Dans sa solitude d'Hasparren, Francis Jammes est passé de la sympathie à la tristesse : "Votre Journal qui dans son premier numéro m'avait séduit comme une renaissance poétique et saine, m'apparut dans la suite, envahie par la corruption spirituelle la plus attristante."
Nous donnons volontiers une prime à celui qui établira qu'il y a contradiction entre notre numéro 1 et ses puînés. La versatilité n'est point chez nous, en l'occurrence...
Il ne nous est pas possible de signaler dès cette semaine les opinions de l'élite des autres pays. La place nous manque. Jetons pourtant une rapide œillade.
Herwarth Walden, de Berlin : "Comptez sur moi pour votre belle entreprise."
Kivimas d'Helsingfors : "Votre journal est intéressant, merci de vous intéresser à la poésie finnoise."
Eternod, de Genève : "Votre journal plein de choses curieuses ou agréables est unique."

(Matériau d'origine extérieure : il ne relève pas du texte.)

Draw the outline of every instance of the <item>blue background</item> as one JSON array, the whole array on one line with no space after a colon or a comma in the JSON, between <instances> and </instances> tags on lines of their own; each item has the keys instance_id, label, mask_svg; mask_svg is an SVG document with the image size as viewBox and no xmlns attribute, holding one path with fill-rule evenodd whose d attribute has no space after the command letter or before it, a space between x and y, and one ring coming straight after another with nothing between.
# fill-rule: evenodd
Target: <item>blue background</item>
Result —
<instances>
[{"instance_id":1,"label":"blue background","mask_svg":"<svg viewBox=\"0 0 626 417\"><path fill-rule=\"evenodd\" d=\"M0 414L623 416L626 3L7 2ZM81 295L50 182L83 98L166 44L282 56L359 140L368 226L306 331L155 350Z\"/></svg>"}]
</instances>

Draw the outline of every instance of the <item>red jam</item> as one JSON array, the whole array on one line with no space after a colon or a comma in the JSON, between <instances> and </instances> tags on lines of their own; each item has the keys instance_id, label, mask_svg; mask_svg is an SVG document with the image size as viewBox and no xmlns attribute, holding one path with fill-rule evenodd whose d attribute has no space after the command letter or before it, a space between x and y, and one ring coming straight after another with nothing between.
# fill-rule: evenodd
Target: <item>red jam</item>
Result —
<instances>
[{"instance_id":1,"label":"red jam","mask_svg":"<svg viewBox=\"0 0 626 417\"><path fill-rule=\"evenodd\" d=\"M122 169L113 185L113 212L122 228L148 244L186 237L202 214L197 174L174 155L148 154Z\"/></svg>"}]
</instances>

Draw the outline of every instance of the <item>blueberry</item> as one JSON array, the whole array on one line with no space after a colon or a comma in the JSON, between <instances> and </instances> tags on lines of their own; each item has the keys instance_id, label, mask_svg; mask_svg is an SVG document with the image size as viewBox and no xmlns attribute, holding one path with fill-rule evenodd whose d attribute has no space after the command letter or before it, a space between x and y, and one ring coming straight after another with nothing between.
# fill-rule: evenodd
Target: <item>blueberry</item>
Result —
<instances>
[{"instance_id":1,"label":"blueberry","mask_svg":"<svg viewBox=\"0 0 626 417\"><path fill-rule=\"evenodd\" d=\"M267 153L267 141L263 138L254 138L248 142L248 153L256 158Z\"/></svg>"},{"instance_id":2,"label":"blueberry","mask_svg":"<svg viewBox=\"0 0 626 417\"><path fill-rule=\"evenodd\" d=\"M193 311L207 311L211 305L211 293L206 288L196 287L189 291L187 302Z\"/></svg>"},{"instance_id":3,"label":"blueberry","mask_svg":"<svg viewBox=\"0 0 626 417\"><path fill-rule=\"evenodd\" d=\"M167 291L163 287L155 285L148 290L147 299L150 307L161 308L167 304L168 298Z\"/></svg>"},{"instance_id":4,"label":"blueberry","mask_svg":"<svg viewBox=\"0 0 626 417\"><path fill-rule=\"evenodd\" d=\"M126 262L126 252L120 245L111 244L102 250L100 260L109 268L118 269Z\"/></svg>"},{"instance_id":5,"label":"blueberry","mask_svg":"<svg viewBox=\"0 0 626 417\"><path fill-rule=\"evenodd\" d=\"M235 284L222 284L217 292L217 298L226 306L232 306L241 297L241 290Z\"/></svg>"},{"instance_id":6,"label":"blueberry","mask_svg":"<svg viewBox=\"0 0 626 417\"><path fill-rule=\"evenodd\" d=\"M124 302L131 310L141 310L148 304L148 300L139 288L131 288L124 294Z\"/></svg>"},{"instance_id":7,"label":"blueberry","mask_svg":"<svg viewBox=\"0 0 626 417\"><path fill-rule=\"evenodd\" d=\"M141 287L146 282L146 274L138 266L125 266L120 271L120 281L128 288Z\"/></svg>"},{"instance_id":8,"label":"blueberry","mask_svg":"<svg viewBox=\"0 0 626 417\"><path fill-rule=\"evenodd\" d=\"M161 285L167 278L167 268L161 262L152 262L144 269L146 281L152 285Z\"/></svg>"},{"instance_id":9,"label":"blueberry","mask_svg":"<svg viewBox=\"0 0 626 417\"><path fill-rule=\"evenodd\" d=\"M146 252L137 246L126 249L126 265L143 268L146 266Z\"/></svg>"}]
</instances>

De la mer des Indes, de Tananarive, Rabearivelo nous congratule d'enthousiasme :
"Votre initiative confine, hélas, à la témérité. La Poésie est, de nos jours, presque méprisée. C'est pourquoi du fond du cœur, par delà l'Océan, je vous bénis vous et les vôtres, qui réagissez avec tant de courage et de foi."
Jean Hytier qui professe à Téhéran nous envoie ses vœux :
"Je souhaite de tout cœur que vous réussissiez une entreprise aussi difficile qu'un hebdomadaire de poésie."
Au tour de l'Amérique, enfin.
Watson Kirkconnell, du Wesley College à Winnipeg :
"La partie critique du Journal a attiré mon attention..."
Waldo Frank, à New-York :
"Un Journal des Poètes !... Épatant !"
Exagérons-nous lorsque nous affirmons que dans la presse actuelle, notre effort porte dès maintenant une partie notable de l'espérance poétique ?
Aidez-nous. Vous sauverez la poésie.